Herbert van den Brink loopt lang in het kielzog van Janssen. Maar Herbert krijgt een tik van de warmte in de laatste tien kilometer. Dusdanig dat hij door kramp zelfs struikelt. Een modern lijdensverhaal. Hij finisht binnen de vier uur. Zelf had hij meer verwacht, maar even later op een terras ‘kan hij er goed mee leven’. Hij is ervoor gegaan en deze keer ging het net niet. Soms heb je teveel zonneschijn in het leven.
Achter de twee koplopers komt een pelotonnetje met Jeroen van Baal, Jeanette Langenberg, Driss Abbassi en Michiel Nederlof. Jeanette en Driss zullen zich afscheiden waarbij de ervaren Jeanette een prachtige constante race loopt die haar op een eindtijd kort onder de vier uur brengt.
Driss loopt verreweg de meest uitgekiende race. In de marathon van Amsterdam, zijn eerste, is hij eerder tegen een muur opgelopen op kilometer 30. Totale kramp! Dankzij zijn ‘coaches’ weet hij nu dat hij rustig moet beginnen. Driss moet met de handrem erop van start gaan. Hun stemmetjes hoort hij de hele marathon in zijn hoofd, zo zal hij later zeggen. Het helpt. Driss loopt een schitterende 3:39 en ‘snoept’ daarmee maar liefst 45 minuten (!) van zijn pr af. Dat hij na de finish even ‘out’ gaat geeft extra relief aan zijn inspanning. Echt een sportman én marathonman.
Michiel en Jeroen ondertussen komen keihard de man met de hamer tegen. Jeroen heeft een haat-liefde verhouding met Rotterdam, zeg maar haat. Hij zal later in de whatssapp-groep zeggen dat hij 100 keer is gestorven. Over de haat-liefde: Jeroen startte ooit in Rotterdam met een achillesblessure en liep ruim vier uur. Vorig jaar was hij topfit maar werd bij een drankpost omvergelopen. Dat leidt tot uitstappen. Dit jaar loopt hij heel lang op een schema onder de vier uur maar geeft ongelooflijk veel toe in de laatste kilometers. Michiel zal na de finish verbaasd op zijn klokje kijken: 4:01 dat is een minuut onder zijn pr. Lijden met een beloning!

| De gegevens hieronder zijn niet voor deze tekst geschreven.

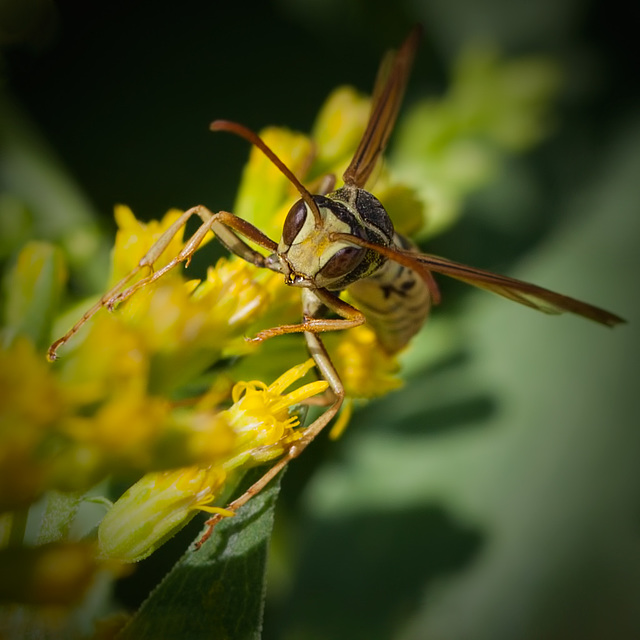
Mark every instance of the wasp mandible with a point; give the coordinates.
(341, 240)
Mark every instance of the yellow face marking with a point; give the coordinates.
(312, 247)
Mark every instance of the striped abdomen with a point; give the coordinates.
(395, 301)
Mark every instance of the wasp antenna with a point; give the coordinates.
(257, 141)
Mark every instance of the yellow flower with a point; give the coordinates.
(160, 504)
(366, 370)
(134, 238)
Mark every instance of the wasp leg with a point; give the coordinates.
(328, 372)
(350, 317)
(224, 224)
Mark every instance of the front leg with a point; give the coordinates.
(313, 300)
(225, 225)
(311, 305)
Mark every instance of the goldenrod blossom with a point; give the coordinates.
(159, 504)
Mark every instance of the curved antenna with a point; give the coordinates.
(254, 139)
(517, 290)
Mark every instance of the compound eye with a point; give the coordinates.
(342, 262)
(294, 222)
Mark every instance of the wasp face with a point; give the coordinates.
(309, 255)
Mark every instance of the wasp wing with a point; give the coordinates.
(517, 290)
(388, 93)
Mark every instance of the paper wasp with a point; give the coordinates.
(341, 240)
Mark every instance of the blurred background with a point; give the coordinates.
(497, 494)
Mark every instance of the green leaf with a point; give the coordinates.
(217, 591)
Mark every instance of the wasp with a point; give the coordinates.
(341, 240)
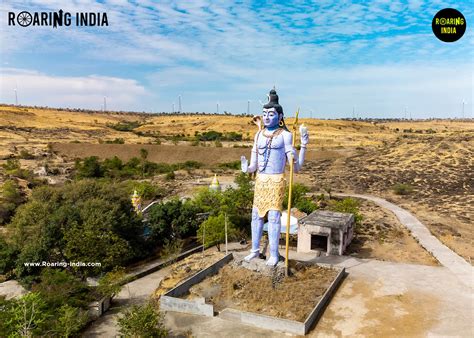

En dan Jante Alberts. Zij loopt haar eigen race tot zij op km 30 een vriendin tegenkomt. Deze wil uitstappen. Jante kijkt op haar klokje en ziet dat haar eigen tijd niet haalbaar is. Meteen schiet ze in haar rol van meelopend coach en navigeert haar vriendin naar de finish! Samen en hand in hand – laten we zeggen op zijn echt Arnhems – finishen zij op de Coolsingel.
Lee Towers die traditioneel het startlied zingt zit dan al lang thuis op de bank, waarschijnlijk Parijs-Roubaix te kijken. Ook leuk, maar nooit zo leuk als een marathon!